Published in November of 2022 by the Journal of Humanities in Rehabilitation, Implementing Expressive Writing in Outpatient Physical Therapy Clinics: Connecting Theoretical Foundations With Practical Strategies details exactly how she and her colleagues arrived at their conclusion.
For Dr. Bird, this was more than just research into something groundbreaking. It was personal. Hear Dr. Bird in her own words as she explains why this subject means so much to her and be sure to check out the details of her work in the above link.
I write these words nineteen years ago to the day that my mom died. In my quest to make something good happen from my family’s pain, I began a research and writing odyssey that took me out of my comfort zone as a Language Arts teacher, led to an innovative interdisciplinary collaboration, and inspired other people.
My pictures as a little girl reveal that I always held a book or a notebook. I could usually be found curled up in a chair while reading or writing stories. To this day, I find it amazing that my role as a teacher involves sharing my passions of reading and writing with students. I believe I also need to live my passions instead of only discussing them in a classroom. When my students see me read and write, they realize I do not ask them to do anything I am not willing to do myself. In my experience as a writer, I knew writing helped people heal emotionally. Writing helped save me after the death of my mom. In the middle of the night when sleep became impossible, venting my emotions in a journal contributed to my healing process. For anyone coping with grief, writing cannot take the place of a conversation with a wise counselor or hugs from supportive friends, but it does let the writer pour emotions onto the page so they stop swirling around the mind.

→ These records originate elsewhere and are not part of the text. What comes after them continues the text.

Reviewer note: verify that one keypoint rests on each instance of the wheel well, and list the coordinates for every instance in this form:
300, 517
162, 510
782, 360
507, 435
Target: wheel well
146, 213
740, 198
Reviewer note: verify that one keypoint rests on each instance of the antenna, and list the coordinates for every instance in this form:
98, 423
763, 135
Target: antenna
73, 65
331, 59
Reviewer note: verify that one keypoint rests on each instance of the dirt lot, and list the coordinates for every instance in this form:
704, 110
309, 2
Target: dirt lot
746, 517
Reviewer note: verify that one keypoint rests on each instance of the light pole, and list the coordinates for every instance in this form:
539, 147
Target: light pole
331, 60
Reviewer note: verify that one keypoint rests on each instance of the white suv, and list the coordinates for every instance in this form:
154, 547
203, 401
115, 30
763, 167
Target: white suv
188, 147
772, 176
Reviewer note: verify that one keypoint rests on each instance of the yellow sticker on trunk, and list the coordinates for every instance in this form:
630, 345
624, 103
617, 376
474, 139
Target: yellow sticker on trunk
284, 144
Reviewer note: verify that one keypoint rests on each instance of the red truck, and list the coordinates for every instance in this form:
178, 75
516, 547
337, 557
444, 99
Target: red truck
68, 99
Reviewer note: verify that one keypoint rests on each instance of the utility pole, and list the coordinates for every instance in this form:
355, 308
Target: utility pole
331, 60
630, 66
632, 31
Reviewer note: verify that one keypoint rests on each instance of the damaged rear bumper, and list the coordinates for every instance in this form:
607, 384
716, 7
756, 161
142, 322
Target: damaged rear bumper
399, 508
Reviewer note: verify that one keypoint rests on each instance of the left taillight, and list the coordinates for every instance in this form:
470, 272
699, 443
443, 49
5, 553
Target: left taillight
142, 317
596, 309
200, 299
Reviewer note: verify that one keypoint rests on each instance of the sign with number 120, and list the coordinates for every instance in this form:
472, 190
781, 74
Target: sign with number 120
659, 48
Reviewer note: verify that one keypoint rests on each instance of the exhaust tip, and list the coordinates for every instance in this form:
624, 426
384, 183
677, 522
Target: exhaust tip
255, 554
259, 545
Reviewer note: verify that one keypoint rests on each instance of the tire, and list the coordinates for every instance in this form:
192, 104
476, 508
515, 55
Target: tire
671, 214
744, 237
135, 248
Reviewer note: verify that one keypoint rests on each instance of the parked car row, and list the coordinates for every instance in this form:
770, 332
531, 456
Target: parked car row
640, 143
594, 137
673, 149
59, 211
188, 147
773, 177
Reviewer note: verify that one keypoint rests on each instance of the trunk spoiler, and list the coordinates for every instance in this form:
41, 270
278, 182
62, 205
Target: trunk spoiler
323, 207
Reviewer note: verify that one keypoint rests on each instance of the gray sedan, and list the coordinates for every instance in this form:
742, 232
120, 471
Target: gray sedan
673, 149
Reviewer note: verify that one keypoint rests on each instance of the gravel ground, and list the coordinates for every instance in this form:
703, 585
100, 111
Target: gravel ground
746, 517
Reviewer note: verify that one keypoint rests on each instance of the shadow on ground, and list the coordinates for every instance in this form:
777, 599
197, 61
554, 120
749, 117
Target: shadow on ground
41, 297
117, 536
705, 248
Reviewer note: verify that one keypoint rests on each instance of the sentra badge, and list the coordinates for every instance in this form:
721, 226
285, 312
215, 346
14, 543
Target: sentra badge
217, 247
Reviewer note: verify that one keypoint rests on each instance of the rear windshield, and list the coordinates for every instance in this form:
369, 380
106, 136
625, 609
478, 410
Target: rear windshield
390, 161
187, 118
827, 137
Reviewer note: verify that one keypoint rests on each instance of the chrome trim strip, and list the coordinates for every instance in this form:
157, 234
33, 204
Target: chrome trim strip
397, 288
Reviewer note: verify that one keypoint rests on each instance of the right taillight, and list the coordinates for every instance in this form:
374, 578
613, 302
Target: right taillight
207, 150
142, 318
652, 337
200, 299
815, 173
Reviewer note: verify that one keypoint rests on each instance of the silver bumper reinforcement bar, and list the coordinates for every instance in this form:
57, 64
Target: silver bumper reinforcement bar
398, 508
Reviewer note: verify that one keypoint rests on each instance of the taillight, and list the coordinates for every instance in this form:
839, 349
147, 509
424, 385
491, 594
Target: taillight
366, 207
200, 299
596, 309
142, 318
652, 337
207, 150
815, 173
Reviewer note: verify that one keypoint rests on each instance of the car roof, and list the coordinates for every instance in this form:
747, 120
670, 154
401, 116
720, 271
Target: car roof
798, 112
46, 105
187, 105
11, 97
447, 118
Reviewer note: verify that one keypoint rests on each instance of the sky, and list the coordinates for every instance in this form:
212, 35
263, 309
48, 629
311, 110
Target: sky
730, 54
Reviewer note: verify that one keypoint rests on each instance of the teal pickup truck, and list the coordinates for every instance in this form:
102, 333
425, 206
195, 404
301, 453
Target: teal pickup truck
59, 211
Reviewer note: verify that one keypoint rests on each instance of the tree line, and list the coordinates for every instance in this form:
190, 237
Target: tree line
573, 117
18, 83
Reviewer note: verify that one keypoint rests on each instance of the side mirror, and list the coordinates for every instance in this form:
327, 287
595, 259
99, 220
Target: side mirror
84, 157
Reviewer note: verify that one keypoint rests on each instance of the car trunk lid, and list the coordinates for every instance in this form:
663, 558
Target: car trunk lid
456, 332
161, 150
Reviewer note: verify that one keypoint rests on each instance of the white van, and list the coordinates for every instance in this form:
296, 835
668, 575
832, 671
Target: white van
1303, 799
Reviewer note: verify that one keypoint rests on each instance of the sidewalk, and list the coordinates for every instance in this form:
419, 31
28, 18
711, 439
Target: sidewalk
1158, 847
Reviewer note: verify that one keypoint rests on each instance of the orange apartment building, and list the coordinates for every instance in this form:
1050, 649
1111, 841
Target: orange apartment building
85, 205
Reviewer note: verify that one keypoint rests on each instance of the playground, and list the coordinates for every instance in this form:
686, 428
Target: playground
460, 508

My mom kept notes about her health, but she didn’t share them with her doctor. Sometimes disease has no cure, so I have no way of knowing if sharing the notes would have saved or extended her life; however, I started showing up to all my medical appointments with a notebook of my symptoms and questions. Physical therapist Dr. Eric Wanner took the time to read every word of my notes. He suggested that writing might help other patients and introduced me to research professor Dr. Jayne Brahler. We combined our different areas of expertise to design a research study. We gave physical therapy patients short answer writing prompts asking them about their goals and feelings. Our research revealed that patients who wrote healed faster according to the existing objective physical therapy measures. Writing did not take the place of the exercise treatment plan, but it helped patients heal from physical pain. Research illustrating that expressive writing helped people heal both physically and emotionally already existed; nevertheless, although previous studies involved cancer patients, heart patients, and even college students fighting the common cold, none of the existing research focused on physical therapy patients. Dr. Wanner, Dr. Brahler, and I published our groundbreaking study in the Fall 2022 issue of Journal of Humanities in Rehabilitation. I make it sound easy, when in reality we spent several years discussing, writing, and revising after completing the research. During Thanksgiving week, I feel grateful for this research team who encouraged me, challenged me to write better, and never gave up on our project.
My love of learning about writing as healing led me to become both a National Board Certified Health Coach and a Stephen Minister. Both of these roles enable me to provide emotional support to people in crisis through writing, prayer, or both. Expanding my horizons also made me think differently about my teaching, as I incorporated active listening and open-ended questions into writing conferences with students. Several people at my church encouraged me to write a book about prayer. Stephen Ministers serve as caregivers and don’t preach, so I realized why people wanted to hear my prayers. They wanted to relate to the words of a young woman sharing motivation through her favorite Bible passages because I belonged to their congregation. My gift as a writer meant I articulated their thoughts and captured them in print. I called my prayer book Prayers in the Key of Narrative because I wanted to honor both my church choir and my love of narrative writing. Each of the fifty-two mini chapters (one for each week of the year) contains a prayer, Bible verse, personal narrative, and prompts for journal writing. I hope it inspires people and reminds them God loves us and listens to us no matter when and where we pray.
My divergent writing styles, from the journal writing I model in the classroom, to my research, to my prayers, make me feel I live my purpose in life. All of us experience fragile and difficult moments in life. Putting pen to paper or hands to keyboard to process our thoughts and emotions helps us worry a little bit less about life and enjoy it more.